To derive the activated confidence levels for the luminance response, we generated for the spike train of Fig. 7A (using the PR method) 1,000 modulated spike trains for each spike count (100, 200, 400, 800, 1,600, 3,200, and 5,000 spikes; 7 × 1,000 spike trains). The 7,000 PR-randomized spike trains were not subsets of each other. This produced an activated confidence band (indicated by open triangles) as shown in Fig. 8A. Five, 50, and 95% confidence levels (lower, middle, and upper open triangles, respectively) are shown. Comparison of this measure of precision with measured contrast ratios of truncated portions of the original spike train (filled triangles) suggests that this method is well suited for activated spike trains.
To examine whether this method also produces reasonable spontaneous confidence levels, we also generated 1,000 PR-randomized spike trains derived from spontaneous activity recorded from the same cell. As shown by open squares in Fig. 8A, the 5, 50, and 95% spontaneous confidence levels are comparable to those in Fig. 6A (generated by full randomization), supporting the validity of this method for generating spontaneous confidence levels as well. That our choice of window size (10 spikes) is sufficiently large, and thus our spike trains sufficiently random, is indicated by the similarity between these two distributions.
This application of PR randomization allows one to evaluate the response difference between two spike trains. For example, two spike trains' contrast ratios are significantly different from each other at the P = 0.05 level (a 2-tailed comparison) if each contrast ratio lies outside the 2.5-97.5% confidence band of the other contrast ratio. The 5 or 95% confidence level should be used for one-tailed comparisons at P = 0.05.

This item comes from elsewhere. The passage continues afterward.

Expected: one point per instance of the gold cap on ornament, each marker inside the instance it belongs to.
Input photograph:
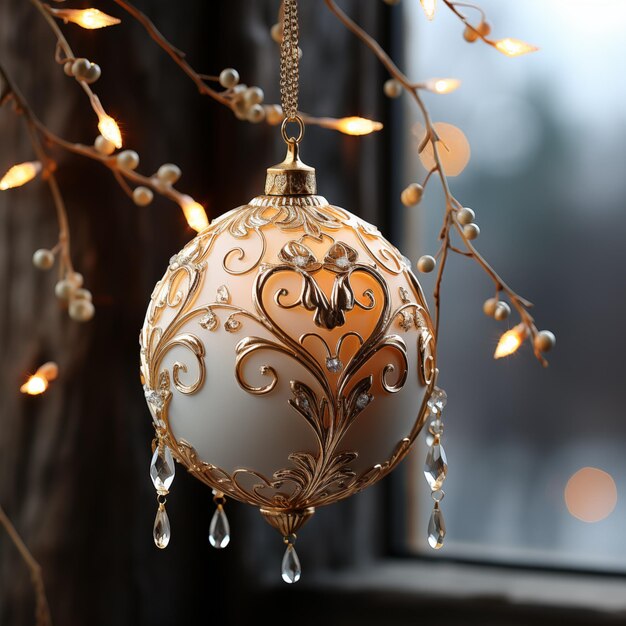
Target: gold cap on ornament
(291, 177)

We stress that the confidence band, not the confidence interval, should be used. By confidence band, we mean that the calculation of confidence interval should take into account the number of spikes as the variance is greater at low spike counts. The correct test in these cases is to test the contrast ratio of one spike train against the confidence interval of other at the same spike count. Figure 8B shows examples of inappropriate and appropriate significance testing between two contrast ratios. In these examples, circles A and B indicate the two contrast ratios to be compared (A: contrast ratio 0.20, 200 spikes; B: contrast ratio 0.48, 3,200 spikes). Gray curves suggest possible confidence bands of A and B. In the example at left, the confidence interval at A, denoted by A', is used to test the significance of B, and B' is used to test the significance of A. Because A is not within B', and B is not within A', this test suggests that the contrast ratio measurements are significantly different. The problem with this example, however, is that the test has not been corrected for sample size. In the example at right, A" and B" denote confidence intervals calculated from spike trains A and B at spike counts of B and A, respectively. Thus this test takes into account the fact that the confidence band of B is wider at fewer spikes. As a result, it correctly finds that A is within B", and the difference between A and B is deemed to be nonsignificant at the P = 0.05 level (2-tailed test, 2.5-97.5% confidence band).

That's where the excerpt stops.